The SaferAI Roundup #3: Technical Efforts to Make Safe Open Model Weights Possible
Self-Destructing Models: Increasing the Costs of Harmful Dual Uses of Foundation Models & Tamper-Resistant Safeguards for Open-Weight LLMs
Welcome to "The SaferAI Roundup". Each fortnight, we will publish LLM-generated summaries of 2-3 papers that we consider consequential in the fields of AI governance, safety, and risk management. These summaries are curated and lightly edited by the SaferAI team, an AI risk management organization.
Our goal is to enable you to stay up-to-date with this fast-evolving literature by delivering concise, accessible summaries in your inbox, helping you stay informed about critical advancements in AI safety and governance without having to go through numerous academic papers.
Now, let's dive into the 2 papers we selected for this third edition. They’re two papers that have one common goal: moving towards a world where we can safely release openly model weights. Currently, it’s trivial to remove any safety mitigations applied to open model weights. Those papers propose early methods to make that harder. If such methods start to work, it could be a game-changer for AI governance.
Self-Destructing Models: Increasing the Costs of Harmful Dual Uses of Foundation Models
Peter Henderson, Eric Mitchell, et al. (2023)
TLDR: The paper proposes "self-destructing models" as a technical approach to mitigate harmful dual uses of foundation models, using meta-learning to impede adaptation to undesirable tasks while preserving performance on desired tasks.
• Current mitigation strategies are insufficient: The authors review existing approaches like export controls, access restrictions, and safety tuning, arguing that they have limitations, especially as powerful open-source models become widely available. They propose a need for new technical strategies to make model parameters themselves less useful for harmful purposes.
• Task blocking paradigm introduced: The paper defines the "task blocking" problem of creating models that increase the costs of fine-tuning on harmful tasks without sacrificing performance on desirable tasks. They call the resulting models "self-destructing models" as they impede adaptation to harmful uses.
• Meta-Learned Adversarial Censoring (MLAC) algorithm: The authors present an algorithm for training self-destructing models using techniques from meta-learning and adversarial learning.
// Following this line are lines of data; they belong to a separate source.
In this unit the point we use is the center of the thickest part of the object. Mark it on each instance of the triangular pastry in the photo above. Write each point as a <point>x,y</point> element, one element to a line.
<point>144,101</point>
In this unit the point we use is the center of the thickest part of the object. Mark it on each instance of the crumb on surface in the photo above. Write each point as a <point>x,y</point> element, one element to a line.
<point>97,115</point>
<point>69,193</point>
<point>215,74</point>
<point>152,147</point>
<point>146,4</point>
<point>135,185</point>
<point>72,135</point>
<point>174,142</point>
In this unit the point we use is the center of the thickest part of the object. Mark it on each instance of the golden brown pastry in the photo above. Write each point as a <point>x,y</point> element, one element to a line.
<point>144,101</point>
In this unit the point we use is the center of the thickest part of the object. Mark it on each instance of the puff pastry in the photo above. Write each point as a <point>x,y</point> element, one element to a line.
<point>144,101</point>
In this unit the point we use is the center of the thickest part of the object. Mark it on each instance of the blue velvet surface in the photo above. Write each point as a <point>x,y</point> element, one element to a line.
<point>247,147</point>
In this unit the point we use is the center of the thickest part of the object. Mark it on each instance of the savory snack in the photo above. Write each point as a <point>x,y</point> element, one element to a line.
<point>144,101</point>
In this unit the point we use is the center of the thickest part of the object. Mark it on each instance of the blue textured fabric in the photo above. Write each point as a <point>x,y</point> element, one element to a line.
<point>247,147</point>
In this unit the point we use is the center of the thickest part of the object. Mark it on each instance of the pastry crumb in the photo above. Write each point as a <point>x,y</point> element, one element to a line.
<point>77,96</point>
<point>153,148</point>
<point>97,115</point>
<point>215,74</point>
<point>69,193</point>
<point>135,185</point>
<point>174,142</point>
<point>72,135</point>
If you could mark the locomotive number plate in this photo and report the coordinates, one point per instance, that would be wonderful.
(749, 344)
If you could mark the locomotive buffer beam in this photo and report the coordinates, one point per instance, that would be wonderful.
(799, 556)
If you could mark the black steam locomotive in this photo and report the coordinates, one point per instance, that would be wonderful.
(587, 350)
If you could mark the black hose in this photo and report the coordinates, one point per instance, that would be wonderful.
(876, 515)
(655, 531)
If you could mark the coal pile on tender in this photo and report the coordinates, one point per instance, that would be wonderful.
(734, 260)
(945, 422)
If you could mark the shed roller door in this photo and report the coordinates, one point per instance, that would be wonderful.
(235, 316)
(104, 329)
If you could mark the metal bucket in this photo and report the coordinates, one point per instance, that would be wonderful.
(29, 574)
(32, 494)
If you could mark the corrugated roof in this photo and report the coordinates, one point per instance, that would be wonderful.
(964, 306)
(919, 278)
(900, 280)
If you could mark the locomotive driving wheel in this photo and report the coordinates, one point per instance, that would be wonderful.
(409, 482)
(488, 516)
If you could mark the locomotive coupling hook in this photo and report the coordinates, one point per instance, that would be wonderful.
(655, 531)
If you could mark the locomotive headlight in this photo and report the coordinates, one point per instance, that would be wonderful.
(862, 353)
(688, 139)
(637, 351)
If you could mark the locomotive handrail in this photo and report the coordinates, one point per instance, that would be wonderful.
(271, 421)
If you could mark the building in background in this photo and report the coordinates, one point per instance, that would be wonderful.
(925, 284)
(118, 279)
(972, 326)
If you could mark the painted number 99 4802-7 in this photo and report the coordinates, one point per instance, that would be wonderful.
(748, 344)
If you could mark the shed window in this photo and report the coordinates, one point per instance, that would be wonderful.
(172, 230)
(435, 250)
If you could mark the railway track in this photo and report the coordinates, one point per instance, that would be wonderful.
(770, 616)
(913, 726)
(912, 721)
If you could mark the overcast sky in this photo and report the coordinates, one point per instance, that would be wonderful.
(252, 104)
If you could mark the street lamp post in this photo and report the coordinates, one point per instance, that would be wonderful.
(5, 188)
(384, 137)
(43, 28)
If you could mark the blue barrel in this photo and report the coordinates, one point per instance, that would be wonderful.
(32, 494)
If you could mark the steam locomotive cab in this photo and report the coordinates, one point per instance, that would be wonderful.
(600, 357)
MLAC aims to encode a blocking mechanism into a network's initialization that prevents effective adaptation on harmful tasks.
• Proof-of-concept experiment: In a small-scale experiment using a BERT-style model, MLAC largely prevented the model from being repurposed for gender identification (harmful task) without harming its ability to perform profession classification (desired task). This demonstrates the potential of the approach, though more work is needed to scale to larger models and more complex settings.
Link to the paper: https://arxiv.org/pdf/2211.14946
Tamper-Resistant Safeguards for Open-Weight LLMs
Rishub Tamirisa, Bhrugu Bharathi, et al. (2024)
TLDR: The paper introduces a method called TAR (Tampering Attack Resistance) for creating tamper-resistant safeguards in open-weight large language models (LLMs). This addresses the vulnerability of existing safeguards to attacks that modify model weights.
• Novel tamper-resistant training approach: The authors develop TAR, which uses adversarial training and meta-learning techniques to make LLM safeguards robust against tampering attacks. This allows model developers to add safeguards that cannot be easily removed even after thousands of fine-tuning steps, while preserving general model capabilities.
• Effective across multiple safeguard types: TAR is demonstrated to be effective for both weaponization knowledge restriction and harmful request refusal safeguards. The method significantly outperforms existing approaches in resisting a wide range of tampering attacks, including those using different optimizers, learning rates, and fine-tuning strategies.
• Extensive red teaming evaluation: The authors conduct rigorous testing with up to 28 distinct adversaries, varying parameters like optimization steps, learning rates, and datasets. This stress-testing shows TAR maintains robustness against most attacks, though some vulnerabilities remain (e.g. to parameter-efficient fine-tuning).
• Implications for open-weight LLM deployment: The results suggest tamper-resistance is a tractable problem, opening new possibilities for safer release of open-weight LLMs. This could help address dual-use concerns and liability risks for model developers, though the authors note tamper-resistance alone is not a complete solution to malicious AI use.
Link to the paper: https://arxiv.org/pdf/2408.00761
Thanks for reading us, your feedback on this new format is greatly appreciated!